Eugene’s challenge isn’t isolated, but its solution could be unique: How about a 1 percent charge on every ticket to a local sporting event that goes towards dance? (Because I have a sneaking suspicion that the reason sports are so fun to watch is that they are dance-like. There, I said it.)

The Next Generation

Dance is fragile. And for most, dance-making is a volunteer gig.

Although small statewide pockets of cash ($1,000-5,000) are available to successful grant applicants, these limited funds are almost uniformly project-based, and most require 501(c) (3) nonprofit status to apply. Although some grantors are loosening restrictions, on a statewide level, many funders won’t look at requests from organizations with an operating budget of less than $100,000.

Locally, designated funds that are not open for application provide some ongoing support to specific programs, including EBC and maintaining and improving the Hult Center itself. The largest local competitive grant, the Hult endowment, according to its guidelines provided by the Oregon Community Foundation, funds organizations “that represent traditional art forms,” with a minimum expense budget of $200,000 per year. (To an emerging choreographer who is sweating to come up with $15-$25 per hour for studio time, that figure likely sounds like a Mars landing.)

But a healthy arts community needs both small and large organizations. It’s not a competition for audience dollars; it’s about introducing audiences to a wider way of seeing.

That’s why an infusion of meaningful new work from around the country and around the world is so important. It initiates. It inspires.

And who knows how to quantify the potential ramifications of that?

In my 20-plus years writing about dance, I’ve had the opportunity to interview many arts-makers, some really big names in the world of theater and dance. And a favorite question to ask is: “What was your earliest inspiration?”

Invariably, superstars in their fields can remember the moment, as a child, when something amazing came through town and they had the chance to see it.

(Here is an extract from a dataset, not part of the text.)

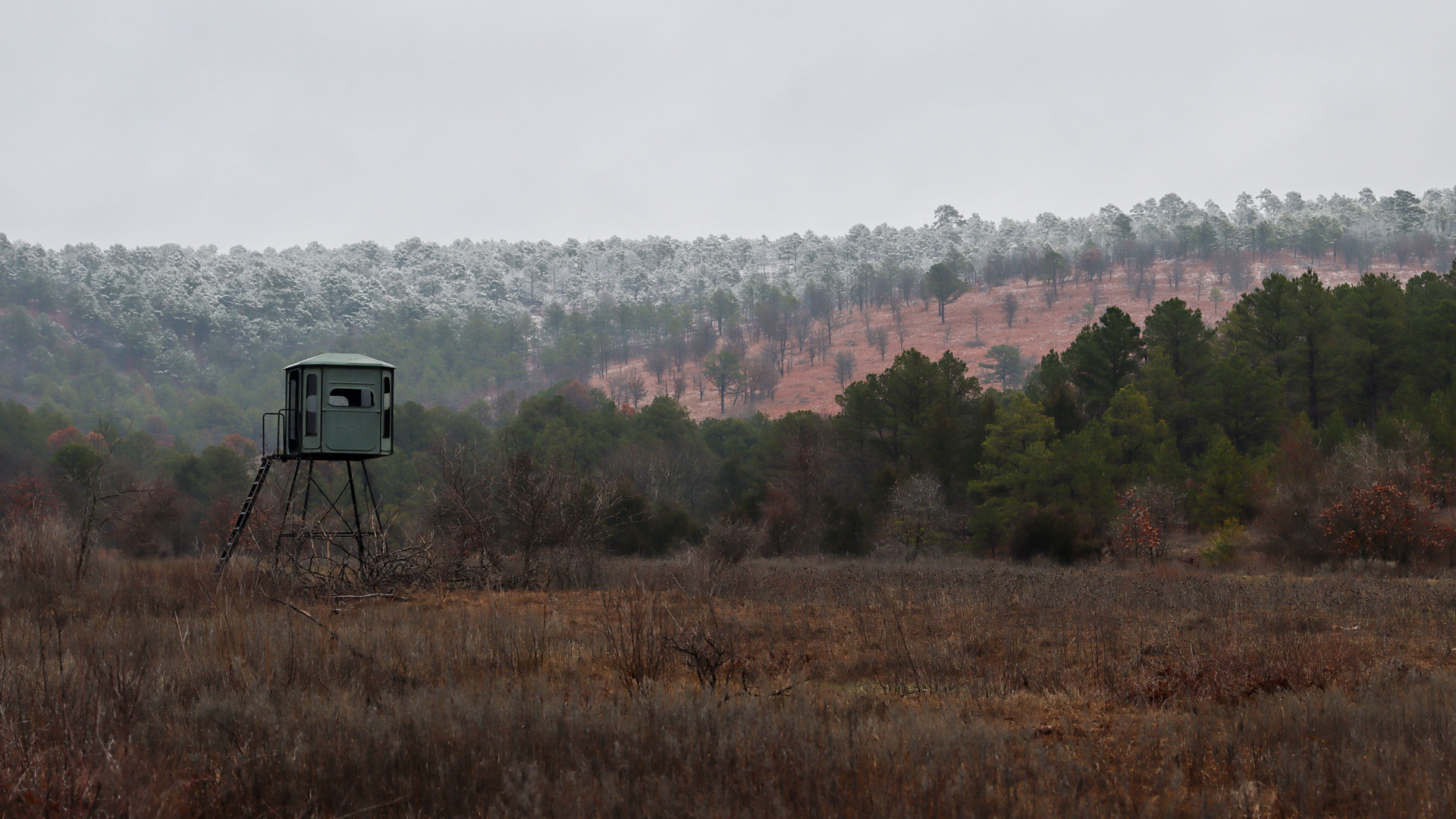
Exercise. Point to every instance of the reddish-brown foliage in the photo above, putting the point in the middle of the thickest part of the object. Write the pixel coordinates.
(1383, 522)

As we embark on the performance year, I’ll enjoy the many and varied offerings the Eugene dance scene has to offer. I’ll donate to my favorite dance organizations and do my best to advocate for dance of all kinds.

I’ll look forward to my trips to Portland, Seattle, San Francisco and NYC to see national and international dance.

And I’ll cherish my memory of seeing dancer David Parsons, seemingly frozen in mid-air, on the Hult Center’s Silva stage.